Ob ich wirklich so bin, wie ich im Stück bin, fragst du? Teilweise bestimmt, sonst könnt ich’s ja nicht spielen. Aber ich bin nicht nur das, was ich im Stück spiele. Denkst du denn, ich verrate alles?

Ambivalente Komik
„Durchgedreht“ von und mit dem Reha-„Krüppeltheater“

Der kriegt doch eher ’nen Spasmus als ’nen Orgasmus“, lautet die Feststellung einer Bande Halbstarker, als die Burjan, den 19jährigen Spastiker, in den Armen seiner nichtbehinderten Freundin sehen. Bei solchen Sprüchen, von denen es in dem Stück ,Durchgedreht‘ nur so wimmelt, bleibt jedem halbwegs sensiblen Zuschauer das Lachen im Hals stecken. Und doch ist beides – laut Christian Verhoeven, dem Autor und Regisseur – gewollt, das befreiende Lachen und der bittere Nachgeschmack der ambivalenten Komik.
Das dritte Rocktheaterstück des „Krüppel-Theaters‘ aus dem Reha-Zentrum Neckargemünd, das zum Auftakt des 5. Heidelberger Schultheatertreffens zur Aufführung kam, ist frech, bissig und offensiv. Anstatt Mitleid zu erwecken, zaubern die fünfzehn körperbehinderten Jugendlichen dem Publikum, das sich gequält den Bauch hält, Lachtränen in die Augen.
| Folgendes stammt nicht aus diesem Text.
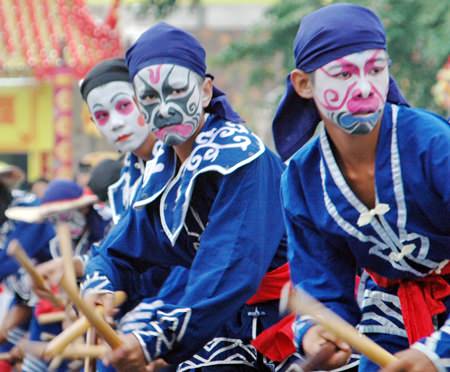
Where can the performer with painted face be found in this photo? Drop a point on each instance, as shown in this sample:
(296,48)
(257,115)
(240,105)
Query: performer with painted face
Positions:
(199,207)
(34,238)
(110,98)
(370,193)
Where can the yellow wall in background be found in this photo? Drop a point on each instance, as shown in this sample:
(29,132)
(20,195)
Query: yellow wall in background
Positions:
(26,118)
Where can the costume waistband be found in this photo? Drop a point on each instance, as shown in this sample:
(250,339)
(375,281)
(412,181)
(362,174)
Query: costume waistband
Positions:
(277,341)
(271,285)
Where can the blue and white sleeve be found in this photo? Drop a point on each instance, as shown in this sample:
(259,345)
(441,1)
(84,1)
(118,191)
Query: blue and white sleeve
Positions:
(318,265)
(236,249)
(437,347)
(115,266)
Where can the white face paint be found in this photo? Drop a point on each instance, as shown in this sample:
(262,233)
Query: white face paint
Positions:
(75,220)
(117,116)
(171,100)
(351,91)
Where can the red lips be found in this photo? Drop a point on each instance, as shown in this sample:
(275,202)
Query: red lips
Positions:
(363,106)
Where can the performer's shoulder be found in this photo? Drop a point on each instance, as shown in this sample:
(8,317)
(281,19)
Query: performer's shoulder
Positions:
(421,120)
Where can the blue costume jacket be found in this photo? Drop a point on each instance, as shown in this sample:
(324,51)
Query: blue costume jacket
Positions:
(218,214)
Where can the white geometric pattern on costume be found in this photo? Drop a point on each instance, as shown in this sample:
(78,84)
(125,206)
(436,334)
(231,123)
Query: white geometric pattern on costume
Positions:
(205,158)
(223,149)
(19,283)
(219,351)
(391,247)
(160,335)
(139,317)
(96,283)
(437,347)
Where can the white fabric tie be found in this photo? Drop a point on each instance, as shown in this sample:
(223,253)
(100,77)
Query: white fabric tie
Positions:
(366,217)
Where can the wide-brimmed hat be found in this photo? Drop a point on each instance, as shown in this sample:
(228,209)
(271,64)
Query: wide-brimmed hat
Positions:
(10,174)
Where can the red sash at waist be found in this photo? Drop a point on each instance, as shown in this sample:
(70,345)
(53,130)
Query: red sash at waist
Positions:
(276,342)
(46,306)
(271,285)
(420,300)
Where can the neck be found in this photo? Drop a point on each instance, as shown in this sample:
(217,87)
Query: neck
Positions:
(144,151)
(183,150)
(353,150)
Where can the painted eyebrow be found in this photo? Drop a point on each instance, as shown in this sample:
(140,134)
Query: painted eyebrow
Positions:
(377,59)
(97,104)
(118,94)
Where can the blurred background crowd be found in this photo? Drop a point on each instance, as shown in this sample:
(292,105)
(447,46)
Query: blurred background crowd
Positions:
(47,46)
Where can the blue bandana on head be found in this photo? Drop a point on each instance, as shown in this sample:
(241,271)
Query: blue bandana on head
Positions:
(165,44)
(325,35)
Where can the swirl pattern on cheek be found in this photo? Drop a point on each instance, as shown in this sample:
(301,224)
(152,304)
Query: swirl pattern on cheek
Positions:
(331,96)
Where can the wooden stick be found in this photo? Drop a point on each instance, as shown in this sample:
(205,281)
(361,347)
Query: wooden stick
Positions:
(16,250)
(55,317)
(46,336)
(84,351)
(102,327)
(302,303)
(89,363)
(77,329)
(65,244)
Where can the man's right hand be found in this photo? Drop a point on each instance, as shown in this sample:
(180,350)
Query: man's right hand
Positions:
(52,271)
(104,299)
(315,337)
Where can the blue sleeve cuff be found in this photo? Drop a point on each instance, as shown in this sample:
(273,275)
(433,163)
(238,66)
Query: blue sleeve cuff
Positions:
(301,326)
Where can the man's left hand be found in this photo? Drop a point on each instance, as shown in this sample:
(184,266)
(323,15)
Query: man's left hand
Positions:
(411,360)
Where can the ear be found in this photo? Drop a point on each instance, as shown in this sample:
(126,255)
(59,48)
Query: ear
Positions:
(207,88)
(302,83)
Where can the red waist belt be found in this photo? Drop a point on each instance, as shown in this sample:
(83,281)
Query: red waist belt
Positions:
(45,306)
(420,300)
(276,342)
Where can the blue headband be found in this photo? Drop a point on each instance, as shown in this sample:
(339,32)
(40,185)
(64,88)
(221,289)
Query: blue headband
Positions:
(325,35)
(165,44)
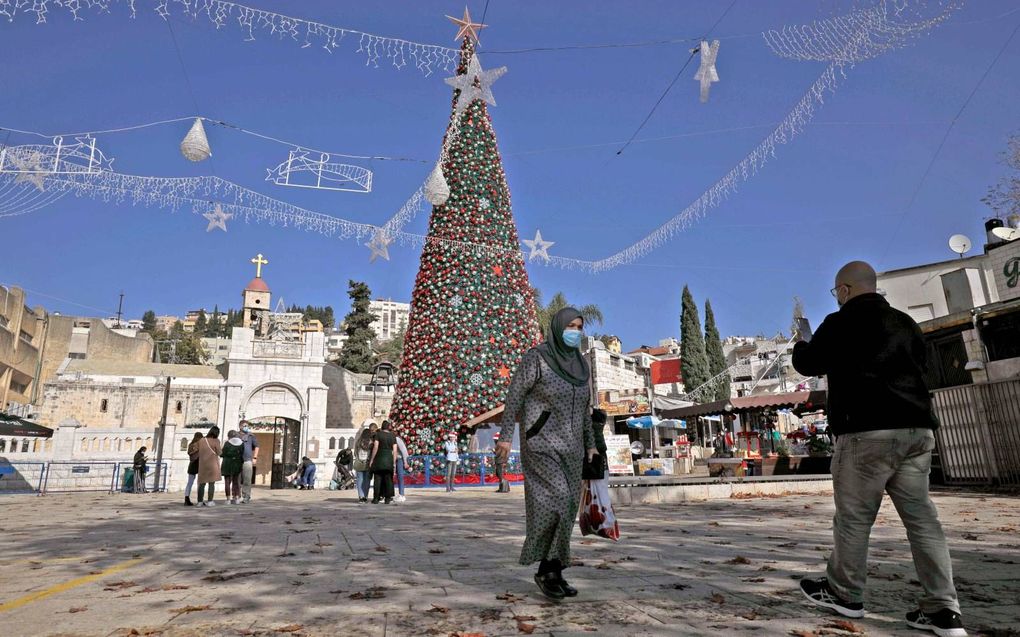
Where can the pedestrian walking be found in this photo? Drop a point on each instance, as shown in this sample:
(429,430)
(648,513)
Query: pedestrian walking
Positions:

Denn wer hat schon Bundeswehrsoldaten im Rollstuhl gesehen, die als Exerzierübung den Kopf mal nach rechts und mal nach links verdrehen, oder zwei Polizisten, die auf der Wache in ihren Rollstühlen Skat spielen und dabei im Takt der Musik die Beine übereinanderschlagen?
Wo die Szenen ihren choreographischen Touch verlassen, schimmern der sozialpolitische Hintergrund und die persönlichen Erfahrungen der Betroffenen durch die Dialoge. 
Burjan Lager (Talip Cihan) zündet, nachdem er dort wiederholt mit seinem Wunsch, Schauspieler zu werden, abgewiesen wurde, das Arbeitsamt an und kommt vor Gericht. Hier wird in einer Art Rückblende versucht, Verständnis für seine Tat aufzubringen. Seine Eltern, sein bester Freund und seine ehemalige Freundin kommen zu Wort. In leisen Sequenzen, die der Dramaturgie doch keinen Abbruch tun, zeigen sie, wie sie trotz ihres guten Willens an Burjans Hartnäckigkeit gescheitert sind. Und man wird sich als Zuschauer mit genausoviel Unverständnis wie sie fragen, warum es ausgerechnet eine Schauspielerkarriere sein muss. Daneben stehen in grellem Kontrast die Musik- und Bewegungstheatereinlagen, die Momente der Situationskomik und des bewussten Sarkasmus. So zum Beispiel, als der junge Burjan in ein Heim eingeliefert wird und der zuständige Arzt erklärt: ,Gewissermaßen ist unsere Einrichtung eine Art Dauerlabor, indem auch unsere Ärzte immer dazulernen.‘

Von Songs der Gruppe „Reißwolf“ angeheizt, die sich ebenfalls aus dem Reha-Zentrum rekrutiert und von Holly Holleber mit selbstgeschriebener Musik versehen wird, tobte das Publikum am Ende der Aufführung vor Begeisterung und verschaffte sich durch anhaltenden Applaus drei Zugaben.
Wenn man über diese gelungene Abendunterhaltung hinaus gelernt hätte, die Behinderten nicht mehr zu bemitleiden, sondern ihre Stärken und ihren Mut zu sehen – welch ein Stück!